Penyakit ADHD Pada Anak

Penyakit ADHD Pada Anak atau Attention Deficit Hyperactivity Disorder adalah gangguan mental yang menyebabkan seorang anak sulit memusatkan perhatian, serta memiliki perilaku impulsif dan hiperaktif, sehingga dapat berdampak pada prestasi anak di sekolah.

Attention Deficit/Hyperactivity Disorder (ADHD) adalah gangguan sistem saraf dengan bentuk gangguan perilaku berupa ketakmampuan memusatkan perhatikan, perhatian mudah teralih, impulsif dan hiperaktif. ADHD ditemukan pada 6,5% anak-anak dan 2,7% pada remaja.

Hingga saat ini, penyebab utama ADHD belum diketahui dengan pasti. Akan tetapi, kondisi ini diduga dipengaruhi oleh faktor genetik dan lingkungan. Selain terjadi pada anak-anak, ADHD juga dapat terjadi pada orang dewasa.

Gejala Penyakit ADHD Pada Anak

Gejala utama Penyakit ADHD Pada Anak adalah sulit memusatkan perhatian, serta berperilaku impulsif dan hiperaktif. Penderita tidak bisa diam dan selalu ingin bergerak.

Gejala ADHD umumnya muncul pada anak-anak sebelum usia 12 tahun. Namun pada banyak kasus, gejala ADHD sudah dapat terlihat sejak anak berusia 3 tahun. ADHD yang terjadi pada anak-anak dapat terbawa hingga dewasa.

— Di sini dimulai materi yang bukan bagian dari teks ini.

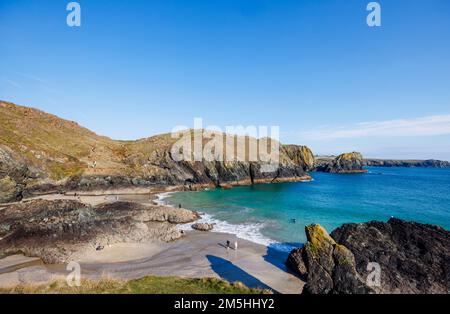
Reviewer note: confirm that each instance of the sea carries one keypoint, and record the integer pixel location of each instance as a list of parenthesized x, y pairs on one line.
[(278, 213)]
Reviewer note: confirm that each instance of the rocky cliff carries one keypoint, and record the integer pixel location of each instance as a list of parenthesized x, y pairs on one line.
[(344, 163), (39, 152), (327, 267), (412, 258)]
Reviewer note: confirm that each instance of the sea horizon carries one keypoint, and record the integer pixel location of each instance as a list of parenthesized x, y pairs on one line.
[(242, 211)]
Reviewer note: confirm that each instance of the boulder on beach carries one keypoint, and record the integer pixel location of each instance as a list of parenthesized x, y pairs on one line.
[(328, 267), (203, 226), (375, 257)]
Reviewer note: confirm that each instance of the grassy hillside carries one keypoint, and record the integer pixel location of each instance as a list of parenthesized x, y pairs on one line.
[(146, 285), (48, 150)]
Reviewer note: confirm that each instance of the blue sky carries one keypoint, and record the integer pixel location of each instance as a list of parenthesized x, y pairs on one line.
[(314, 68)]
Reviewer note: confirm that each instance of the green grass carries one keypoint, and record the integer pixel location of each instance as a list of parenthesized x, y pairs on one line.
[(146, 285)]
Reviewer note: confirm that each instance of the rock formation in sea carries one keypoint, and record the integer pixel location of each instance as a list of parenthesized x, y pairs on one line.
[(55, 230), (40, 152), (203, 227), (411, 257), (431, 163), (344, 163)]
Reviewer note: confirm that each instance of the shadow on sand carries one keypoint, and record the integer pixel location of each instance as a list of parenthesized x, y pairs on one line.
[(231, 273), (277, 254)]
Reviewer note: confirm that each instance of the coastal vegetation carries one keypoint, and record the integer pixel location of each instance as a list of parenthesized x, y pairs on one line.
[(146, 285)]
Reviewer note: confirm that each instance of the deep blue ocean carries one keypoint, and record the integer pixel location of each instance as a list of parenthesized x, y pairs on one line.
[(266, 213)]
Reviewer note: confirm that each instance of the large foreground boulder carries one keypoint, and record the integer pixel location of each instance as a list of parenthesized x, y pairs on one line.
[(406, 257), (327, 267), (413, 257)]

Penyebab dan Faktor Risiko ADHD

Penyebab ADHD belum diketahui secara pasti. Namun, sejumlah penelitian menunjukkan bahwa ada beberapa faktor yang bisa meningkatkan risiko anak terkena ADHD. Faktor risiko ini meliputi faktor genetik dan lingkungan. ADHD juga diduga berkaitan dengan gangguan pada pola aliran listrik otak atau gelombang otak.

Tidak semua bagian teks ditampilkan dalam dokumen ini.